Brooks Justin M, Carrillo Gabriela L, Su Jianmin, Lindsay David S, Fox Michael A, Blader Ira J
Department of Microbiology and Immunology, SUNY at Buffalo School of Medicine, Buffalo, New York, USA.
Virginia Tech Carilion Research Institute, Roanoke, Virginia, USA.
mBio. 2015 Oct 27;6(6):e01428-15. doi: 10.1128/mBio.01428-15.
During infections with the protozoan parasite Toxoplasma gondii, gamma-aminobutyric acid (GABA) is utilized as a carbon source for parasite metabolism and also to facilitate parasite dissemination by stimulating dendritic-cell motility. The best-recognized function for GABA, however, is its role in the nervous system as an inhibitory neurotransmitter that regulates the flow and timing of excitatory neurotransmission. When this pathway is altered, seizures develop. Human toxoplasmosis patients suffer from seizures, suggesting that Toxoplasma interferes with GABA signaling in the brain. Here, we show that while excitatory glutamatergic presynaptic proteins appeared normal, infection with type II ME49 Toxoplasma tissue cysts led to global changes in the distribution of glutamic acid decarboxylase 67 (GAD67), a key enzyme that catalyzes GABA synthesis in the brain. Alterations in GAD67 staining were not due to decreased expression but rather to a change from GAD67 clustering at presynaptic termini to a more diffuse localization throughout the neuropil. Consistent with a loss of GAD67 from the synaptic terminals, Toxoplasma-infected mice develop spontaneous seizures and are more susceptible to drugs that induce seizures by antagonizing GABA receptors. Interestingly, GABAergic protein mislocalization and the response to seizure-inducing drugs were observed in mice infected with type II ME49 but not type III CEP strain parasites, indicating a role for a polymorphic parasite factor(s) in regulating GABAergic synapses. Taken together, these data support a model in which seizures and other neurological complications seen in Toxoplasma-infected individuals are due, at least in part, to changes in GABAergic signaling.
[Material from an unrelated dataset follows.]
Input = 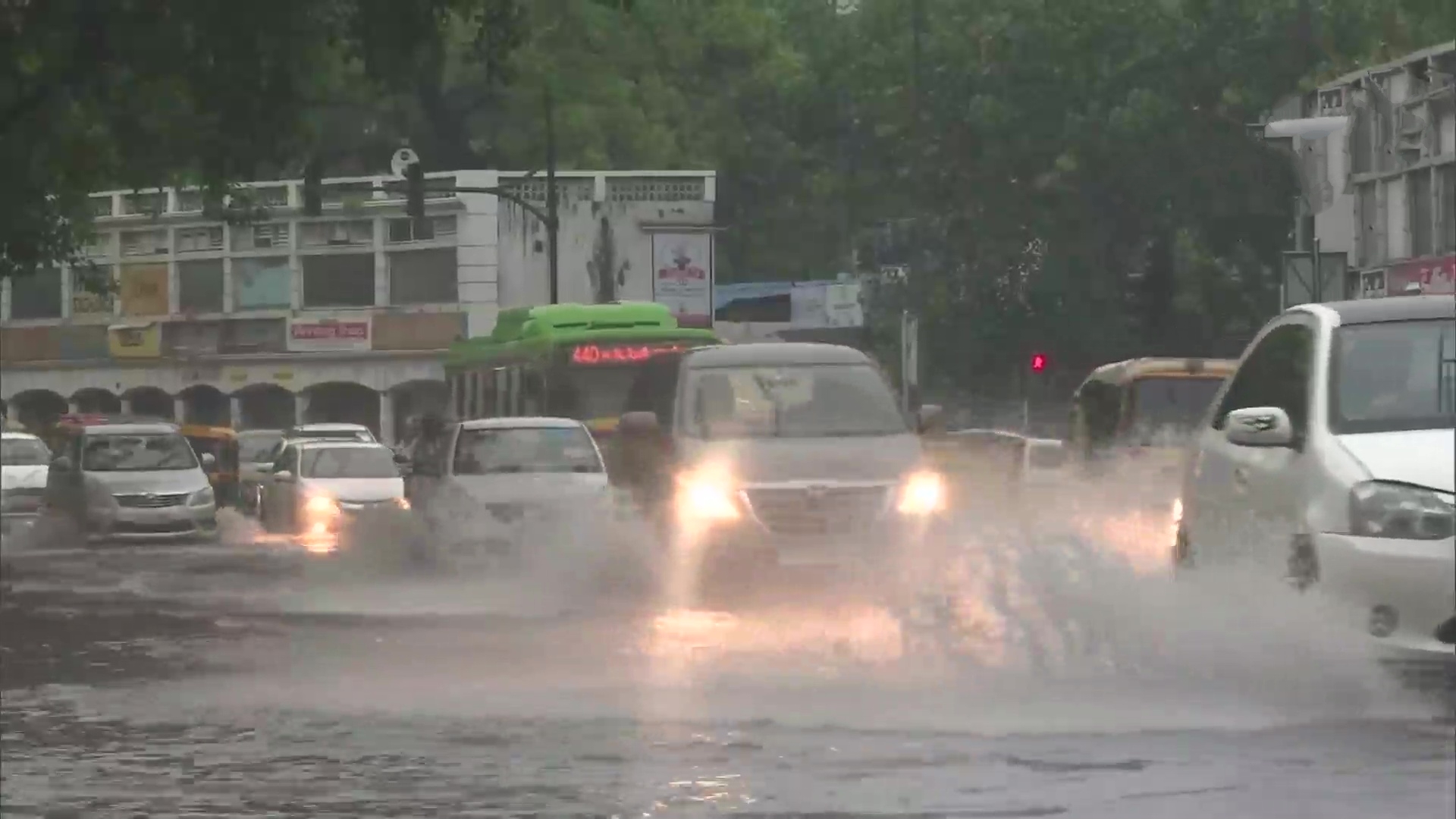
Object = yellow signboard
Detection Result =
[106,324,162,359]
Infections of the central nervous system can cause seizures. While inflammation in the brain has been proposed to initiate the onset of the seizures, relatively little is known about how inflammation impacts the structure and function of the neurons. Here we used a parasite called Toxoplasma gondii that infects the brain and showed that seizures arise due to a defect in signaling of GABA, which is the neurotransmitter primarily responsible for preventing the onset of seizures.
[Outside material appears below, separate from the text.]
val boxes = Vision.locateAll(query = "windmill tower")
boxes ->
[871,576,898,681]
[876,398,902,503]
在原生动物寄生虫刚地弓形虫感染期间,γ-氨基丁酸(GABA)被用作寄生虫代谢的碳源,还通过刺激树突状细胞运动促进寄生虫传播。然而,GABA最广为人知的功能是其在神经系统中作为抑制性神经递质的作用,调节兴奋性神经传递的流量和时机。当这条通路改变时,就会发生癫痫发作。人类弓形虫病患者会出现癫痫发作,这表明弓形虫会干扰大脑中的GABA信号传导。在这里,我们表明,虽然兴奋性谷氨酸能突触前蛋白看起来正常,但II型ME49弓形虫组织囊肿感染导致谷氨酸脱羧酶67(GAD67)分布发生全局性变化,GAD67是催化大脑中GABA合成的关键酶。GAD67染色的改变不是由于表达减少,而是由于从突触前末端的GAD67聚集转变为在整个神经毡中更弥散的定位。与突触末端GAD67的缺失一致,感染弓形虫的小鼠会出现自发性癫痫发作,并且更容易受到通过拮抗GABA受体诱导癫痫发作的药物的影响。有趣的是,在感染II型ME49但未感染III型CEP株寄生虫的小鼠中观察到GABA能蛋白定位错误和对诱导癫痫发作药物的反应,表明多态性寄生虫因子在调节GABA能突触中起作用。综上所述,这些数据支持了一个模型,即弓形虫感染个体中出现的癫痫发作和其他神经并发症至少部分是由于GABA能信号传导的变化。
中枢神经系统感染可导致癫痫发作。虽然有人提出大脑中的炎症会引发癫痫发作的开始,但关于炎症如何影响神经元的结构和功能知之甚少。在这里,我们使用一种感染大脑的寄生虫刚地弓形虫,表明癫痫发作是由于GABA信号传导缺陷引起的,GABA是主要负责预防癫痫发作开始的神经递质。